Strategic Changes and Leadership

31:58 - 39:58

  • Royal Caribbean faces internal discord among partners Skagen and Wilhelmsen, leading to financial struggles.
  • Jack Seabrook appoints Richard Fain to lead changes at Royal Caribbean, including requiring a reserve fund and changing decision-making processes.
  • Royal Caribbean makes strategic changes in the 1980s under Fain's leadership, positioning itself ahead of Carnival.
  • Carnival faces a crisis in 1981 as crew members go on strike, disrupting passengers' plans for a honeymoon cruise.

Crisis and Growth

39:29 - 48:04

  • Mickey Arison faces a crisis when crew members on Carnival ships go on strike demanding better working conditions and reinstatement of fired employees.
  • The strike leads to negotiations, but it turns out to be a trap set by Mickey Arison with private security forcing the striking workers off the ships and deporting them.
  • Mickey's response to the strike showcases his strength as a leader, leading Carnival to order more massive ships and launch national TV commercials for cruising.
  • To fund their growth, Carnival realizes they need capital and consider strategic moves in 1986.

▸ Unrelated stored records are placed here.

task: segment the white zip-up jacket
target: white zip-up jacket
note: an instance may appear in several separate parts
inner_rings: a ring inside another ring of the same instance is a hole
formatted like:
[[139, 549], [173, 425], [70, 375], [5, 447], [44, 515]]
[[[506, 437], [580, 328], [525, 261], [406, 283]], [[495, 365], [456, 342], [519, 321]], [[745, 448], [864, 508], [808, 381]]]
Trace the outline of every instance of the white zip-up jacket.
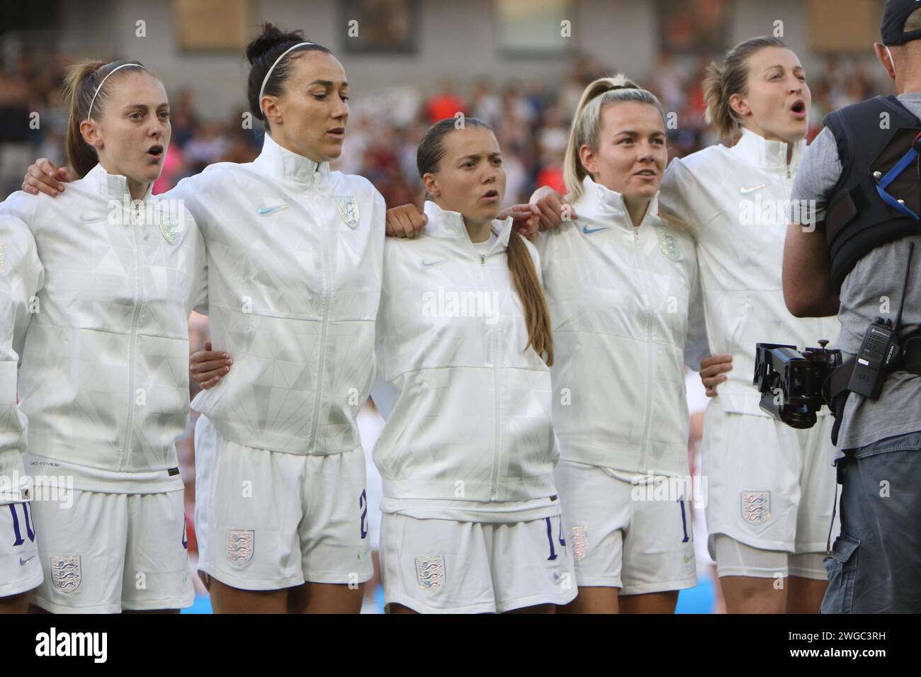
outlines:
[[45, 271], [19, 368], [27, 470], [87, 491], [181, 489], [188, 318], [205, 297], [195, 222], [149, 191], [132, 202], [100, 165], [58, 197], [13, 193], [0, 213], [29, 228]]
[[[44, 270], [29, 228], [0, 216], [0, 505], [24, 499], [26, 415], [17, 403], [21, 337], [31, 318]], [[17, 340], [18, 339], [18, 340]]]
[[433, 202], [425, 213], [424, 232], [384, 245], [372, 393], [387, 419], [374, 447], [382, 509], [441, 502], [504, 519], [559, 514], [550, 369], [525, 349], [507, 263], [512, 219], [494, 221], [497, 239], [480, 251], [460, 213]]
[[[755, 344], [837, 343], [836, 318], [795, 318], [784, 303], [790, 191], [806, 142], [793, 146], [789, 164], [787, 147], [743, 130], [731, 148], [711, 146], [673, 159], [659, 193], [661, 214], [697, 240], [710, 350], [732, 356], [732, 370], [717, 387], [727, 412], [770, 415], [752, 385]], [[828, 414], [822, 408], [819, 415]]]
[[233, 368], [192, 407], [226, 439], [295, 454], [360, 446], [374, 379], [384, 199], [269, 134], [251, 163], [181, 181], [207, 244], [215, 350]]
[[537, 239], [561, 458], [686, 476], [684, 364], [706, 356], [694, 240], [656, 198], [635, 227], [623, 195], [590, 177], [583, 188], [578, 218]]

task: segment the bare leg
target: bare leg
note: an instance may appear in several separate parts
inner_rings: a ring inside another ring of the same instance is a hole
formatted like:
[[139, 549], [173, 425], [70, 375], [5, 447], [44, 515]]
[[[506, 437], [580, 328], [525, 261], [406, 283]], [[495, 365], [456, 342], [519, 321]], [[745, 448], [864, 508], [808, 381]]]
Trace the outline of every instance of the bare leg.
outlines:
[[307, 604], [303, 613], [360, 613], [365, 584], [349, 588], [347, 583], [305, 583]]
[[576, 599], [561, 606], [558, 613], [617, 613], [620, 588], [579, 587]]
[[727, 613], [783, 613], [787, 610], [787, 579], [782, 579], [780, 588], [775, 588], [776, 580], [753, 576], [720, 578]]
[[645, 595], [623, 595], [621, 613], [674, 613], [678, 590], [648, 592]]
[[285, 613], [288, 589], [243, 590], [211, 577], [208, 592], [215, 613]]
[[124, 609], [122, 613], [179, 613], [179, 609], [145, 609], [144, 611], [131, 611]]
[[26, 590], [9, 597], [0, 597], [0, 614], [28, 613], [29, 601], [32, 599], [32, 591]]
[[388, 613], [418, 613], [419, 612], [414, 612], [408, 606], [403, 606], [402, 604], [397, 604], [395, 601], [391, 601], [387, 605]]
[[804, 578], [801, 576], [791, 576], [787, 585], [787, 613], [818, 613], [822, 608], [822, 600], [828, 589], [827, 580]]
[[535, 604], [534, 606], [523, 606], [520, 609], [511, 609], [506, 613], [555, 613], [556, 604]]

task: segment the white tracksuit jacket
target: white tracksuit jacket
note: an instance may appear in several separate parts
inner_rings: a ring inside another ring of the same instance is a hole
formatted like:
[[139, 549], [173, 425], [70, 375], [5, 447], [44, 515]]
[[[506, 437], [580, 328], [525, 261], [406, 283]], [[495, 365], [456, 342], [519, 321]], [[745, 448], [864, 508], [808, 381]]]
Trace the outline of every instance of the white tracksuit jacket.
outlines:
[[425, 213], [423, 233], [384, 245], [372, 392], [387, 419], [374, 448], [382, 509], [444, 505], [455, 510], [442, 517], [474, 521], [492, 519], [471, 511], [559, 514], [550, 369], [525, 349], [507, 255], [512, 220], [493, 223], [497, 240], [481, 253], [460, 213], [433, 202]]
[[149, 191], [133, 203], [100, 165], [58, 197], [15, 193], [0, 214], [29, 228], [45, 272], [19, 368], [27, 471], [87, 491], [181, 489], [188, 318], [206, 295], [192, 216]]
[[24, 223], [0, 216], [0, 505], [25, 496], [22, 452], [26, 449], [26, 415], [17, 404], [17, 368], [34, 298], [44, 281], [35, 239]]
[[[659, 192], [663, 216], [685, 224], [697, 240], [706, 331], [713, 353], [732, 355], [717, 391], [726, 412], [770, 415], [752, 385], [755, 344], [835, 347], [836, 318], [793, 317], [781, 275], [790, 191], [806, 142], [793, 146], [743, 130], [731, 148], [712, 146], [675, 158]], [[819, 415], [828, 415], [823, 408]]]
[[686, 476], [683, 365], [707, 354], [694, 241], [655, 198], [634, 227], [620, 193], [590, 177], [583, 191], [578, 218], [537, 239], [561, 458]]
[[226, 439], [295, 454], [360, 446], [374, 379], [384, 199], [269, 134], [251, 163], [219, 163], [166, 193], [208, 252], [209, 319], [229, 373], [192, 407]]

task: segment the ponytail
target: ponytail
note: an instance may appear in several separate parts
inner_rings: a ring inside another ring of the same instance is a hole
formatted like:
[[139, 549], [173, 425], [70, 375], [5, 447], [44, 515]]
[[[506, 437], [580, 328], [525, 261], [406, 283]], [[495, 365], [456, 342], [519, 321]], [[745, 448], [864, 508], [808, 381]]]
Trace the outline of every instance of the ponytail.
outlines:
[[266, 94], [280, 97], [285, 93], [287, 81], [294, 74], [294, 59], [301, 53], [332, 53], [321, 44], [306, 42], [303, 30], [285, 32], [270, 23], [263, 23], [260, 28], [259, 35], [246, 46], [246, 58], [250, 62], [246, 99], [250, 111], [257, 120], [262, 120], [266, 131], [271, 133], [269, 121], [262, 112], [262, 97]]
[[[80, 123], [90, 116], [90, 104], [92, 104], [92, 117], [99, 120], [109, 99], [109, 92], [111, 91], [111, 82], [117, 79], [122, 72], [113, 75], [106, 79], [106, 76], [122, 65], [134, 64], [146, 70], [138, 62], [113, 61], [106, 64], [102, 61], [83, 61], [75, 64], [67, 69], [67, 75], [64, 81], [64, 103], [68, 111], [67, 119], [67, 161], [74, 169], [77, 179], [82, 179], [87, 173], [96, 167], [99, 161], [96, 155], [96, 148], [83, 140], [80, 132]], [[102, 88], [99, 83], [105, 80]], [[97, 89], [99, 88], [99, 91]], [[96, 99], [93, 99], [93, 97]]]
[[729, 99], [733, 94], [748, 94], [749, 57], [765, 47], [787, 49], [779, 38], [751, 38], [727, 52], [722, 66], [712, 63], [706, 67], [704, 75], [706, 122], [716, 127], [722, 139], [733, 138], [741, 131], [741, 122], [729, 105]]
[[534, 260], [530, 258], [524, 238], [512, 230], [508, 237], [508, 271], [515, 283], [515, 290], [524, 308], [524, 321], [528, 327], [528, 344], [541, 356], [546, 355], [547, 367], [554, 366], [554, 335], [550, 330], [550, 310], [541, 288]]
[[[662, 105], [654, 94], [640, 88], [623, 73], [613, 77], [600, 77], [582, 92], [572, 126], [569, 128], [569, 141], [563, 157], [563, 181], [566, 186], [566, 200], [575, 202], [582, 196], [582, 181], [589, 175], [579, 158], [579, 149], [588, 146], [598, 149], [601, 134], [601, 112], [613, 103], [635, 101], [655, 106], [662, 115]], [[662, 115], [664, 121], [665, 116]]]
[[[438, 170], [438, 164], [445, 157], [445, 136], [457, 129], [454, 123], [454, 118], [445, 118], [426, 131], [415, 154], [415, 168], [420, 179], [426, 174]], [[485, 127], [490, 132], [493, 131], [492, 127], [476, 118], [464, 118], [464, 124]], [[528, 327], [528, 344], [524, 349], [533, 346], [542, 358], [546, 354], [547, 366], [552, 367], [554, 338], [550, 333], [550, 311], [547, 309], [547, 301], [543, 298], [541, 281], [538, 279], [534, 261], [530, 258], [528, 246], [524, 243], [524, 239], [514, 230], [508, 236], [507, 258], [508, 271], [511, 273], [519, 298], [521, 299], [524, 321]]]

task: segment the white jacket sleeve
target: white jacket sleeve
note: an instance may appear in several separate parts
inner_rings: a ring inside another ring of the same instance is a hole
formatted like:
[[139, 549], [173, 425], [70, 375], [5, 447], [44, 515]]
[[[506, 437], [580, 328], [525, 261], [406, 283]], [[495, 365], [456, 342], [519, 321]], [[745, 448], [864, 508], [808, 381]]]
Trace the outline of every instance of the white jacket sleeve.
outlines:
[[202, 233], [195, 229], [195, 270], [192, 275], [190, 306], [197, 313], [208, 314], [208, 249]]
[[700, 286], [700, 269], [694, 266], [694, 286], [688, 304], [688, 331], [684, 339], [684, 364], [700, 371], [700, 362], [710, 355], [709, 337], [704, 315], [704, 294]]
[[696, 180], [680, 158], [669, 164], [659, 191], [659, 216], [682, 228], [694, 238], [697, 237], [702, 223], [714, 215], [702, 215], [695, 211], [688, 191]]
[[[17, 397], [22, 345], [44, 282], [35, 239], [21, 220], [0, 216], [0, 473], [9, 476], [19, 463], [25, 443], [26, 417]], [[4, 498], [0, 496], [0, 501]]]

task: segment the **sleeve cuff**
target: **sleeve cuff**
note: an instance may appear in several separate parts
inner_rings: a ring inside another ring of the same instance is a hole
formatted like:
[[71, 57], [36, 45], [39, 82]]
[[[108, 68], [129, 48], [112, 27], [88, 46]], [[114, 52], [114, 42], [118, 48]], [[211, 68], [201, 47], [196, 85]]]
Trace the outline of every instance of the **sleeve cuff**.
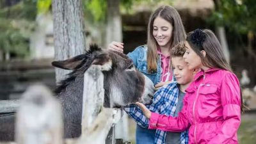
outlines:
[[151, 116], [148, 121], [149, 129], [156, 129], [157, 128], [156, 124], [157, 123], [157, 120], [159, 117], [159, 114], [156, 113], [151, 113]]

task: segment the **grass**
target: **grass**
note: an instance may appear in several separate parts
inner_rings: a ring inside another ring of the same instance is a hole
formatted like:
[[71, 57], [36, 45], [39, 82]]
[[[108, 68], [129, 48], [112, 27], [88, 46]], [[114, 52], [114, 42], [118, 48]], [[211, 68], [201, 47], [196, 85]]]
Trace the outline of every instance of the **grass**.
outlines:
[[245, 114], [242, 115], [241, 119], [237, 134], [239, 143], [256, 143], [256, 115]]

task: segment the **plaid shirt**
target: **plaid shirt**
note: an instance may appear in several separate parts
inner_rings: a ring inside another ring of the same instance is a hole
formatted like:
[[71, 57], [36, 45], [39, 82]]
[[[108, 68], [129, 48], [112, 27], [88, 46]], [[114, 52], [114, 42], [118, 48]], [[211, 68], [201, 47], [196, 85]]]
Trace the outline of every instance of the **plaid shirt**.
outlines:
[[[154, 96], [153, 103], [147, 107], [152, 112], [173, 116], [178, 102], [179, 88], [177, 82], [172, 82], [157, 91]], [[124, 110], [141, 127], [148, 127], [148, 119], [136, 104], [125, 106]], [[166, 132], [157, 129], [154, 144], [165, 143]], [[180, 143], [188, 143], [188, 130], [180, 134]]]

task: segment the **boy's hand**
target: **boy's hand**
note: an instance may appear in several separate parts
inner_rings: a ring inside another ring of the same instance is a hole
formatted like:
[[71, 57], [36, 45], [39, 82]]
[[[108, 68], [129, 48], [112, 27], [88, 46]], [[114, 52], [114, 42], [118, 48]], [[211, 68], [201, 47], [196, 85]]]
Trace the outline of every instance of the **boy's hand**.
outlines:
[[151, 116], [151, 111], [142, 103], [137, 102], [136, 103], [140, 109], [141, 109], [142, 112], [143, 112], [143, 114], [147, 118], [150, 118]]
[[166, 82], [159, 82], [157, 84], [155, 85], [155, 88], [158, 90], [161, 88], [161, 87], [163, 86], [164, 85], [168, 84], [169, 83], [172, 83], [172, 81], [166, 81]]

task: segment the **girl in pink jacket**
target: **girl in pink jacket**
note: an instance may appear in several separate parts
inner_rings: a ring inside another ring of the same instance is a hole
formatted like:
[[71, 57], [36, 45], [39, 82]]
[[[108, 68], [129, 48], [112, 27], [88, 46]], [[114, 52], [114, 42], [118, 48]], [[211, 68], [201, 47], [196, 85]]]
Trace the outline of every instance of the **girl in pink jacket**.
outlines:
[[197, 29], [188, 33], [183, 58], [191, 69], [201, 68], [186, 89], [177, 117], [151, 113], [148, 129], [181, 132], [189, 129], [189, 143], [238, 143], [243, 101], [237, 77], [232, 72], [214, 34]]

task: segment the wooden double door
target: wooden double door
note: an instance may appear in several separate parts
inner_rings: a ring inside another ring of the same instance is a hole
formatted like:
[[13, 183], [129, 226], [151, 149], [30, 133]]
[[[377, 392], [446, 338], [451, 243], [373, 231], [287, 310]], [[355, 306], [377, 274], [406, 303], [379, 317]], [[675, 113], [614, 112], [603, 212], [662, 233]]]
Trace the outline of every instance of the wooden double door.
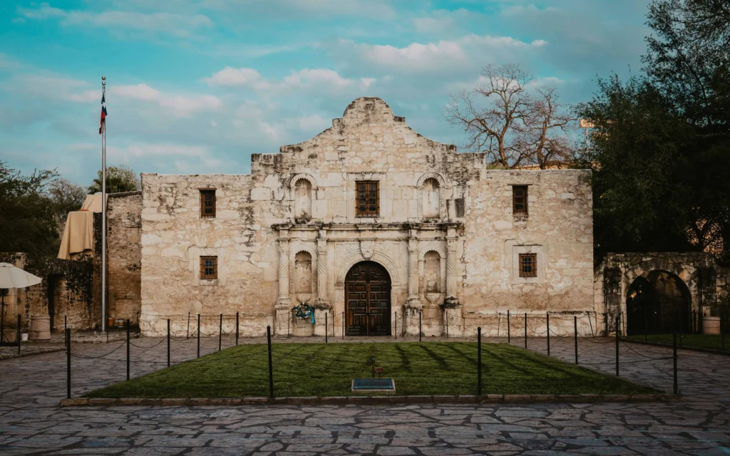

Going Public and Competition

47:37 - 52:15

  • In 1986, a high-ranking executive suggests taking Carnival public to Ted and Mickey Arison in Miami.
  • Ted is open to the idea, but Mickey is hesitant due to potential changes in business operations.
  • The decision to go public puts Carnival in competition with Norwegian Cruise Line for investor money.